Have you looked at NumaTop ( ? Assuming you are using linux...

It seems like, if you have each thread malloc a big array and repeatedly run through the array, then something like numatop should be able to show the local vs remote stats pretty easily. I've never actually used NumaTop.. I'm just pretty sure the guys who created it know what they are doing.


Black Belt

Thanks, that looks like an interesting option.  It requires building a custom kernel with PEBS latency counters, with the step "build kernel as usual" ( it says that verbatim in the man page) looking a bit daunting.

I was able to build a running kernel (including access to this forum page) according to the numatop instructions as best I understood.  However, numatop says "CPU is not supported." Not surprisingly, at a minimum, the Intel(c) Xeon Phi(tm) would need to be rebuilt for that to run.

GUI tools such as red hat system monitor are still present but show fewer cores than they did under Red Hat (where they didn't see all the cores).

/proc/cpuinfo still looks OK.

Black Belt

The developers confirmed that it's sufficient to add the CPU model number to the list in order to make numatop accept it.

FIrefox has particularly bad memory locality, probably no surprise there.

My application ran around 50% remote memory accesses when running just 1 MPI process (OpenMP threaded across all cores) but shows good locality when running an even number of processes.  Must look elsewhere for problems.

Black Belt

Standard Linux systems track whether they were able to provide pages according to the NUMA policy requested.
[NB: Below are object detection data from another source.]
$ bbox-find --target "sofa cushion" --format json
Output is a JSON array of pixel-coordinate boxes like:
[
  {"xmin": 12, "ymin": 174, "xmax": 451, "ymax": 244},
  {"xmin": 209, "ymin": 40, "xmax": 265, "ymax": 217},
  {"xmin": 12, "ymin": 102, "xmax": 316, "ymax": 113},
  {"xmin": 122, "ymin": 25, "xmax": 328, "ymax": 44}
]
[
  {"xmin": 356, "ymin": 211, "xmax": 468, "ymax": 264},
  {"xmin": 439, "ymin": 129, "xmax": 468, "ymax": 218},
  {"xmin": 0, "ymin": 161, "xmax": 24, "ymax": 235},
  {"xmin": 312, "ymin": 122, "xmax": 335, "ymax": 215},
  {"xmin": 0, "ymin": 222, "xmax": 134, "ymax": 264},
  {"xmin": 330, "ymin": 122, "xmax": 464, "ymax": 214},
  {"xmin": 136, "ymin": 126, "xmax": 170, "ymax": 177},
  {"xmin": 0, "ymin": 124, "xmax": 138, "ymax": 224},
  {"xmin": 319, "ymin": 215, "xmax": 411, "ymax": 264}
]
You can dump the stats before and after your run using
      cat /sys/devices/system/node/node0/numastat

The output looks like:
      numa_hit 672421856
      numa_miss 632409
      numa_foreign 185449
      interleave_hit 269407187
      local_node 672420899
      other_node 633366

I find the naming a bit confusing, and typically have to run test cases using numactl with various processor and memory binding options to remind myself what they mean.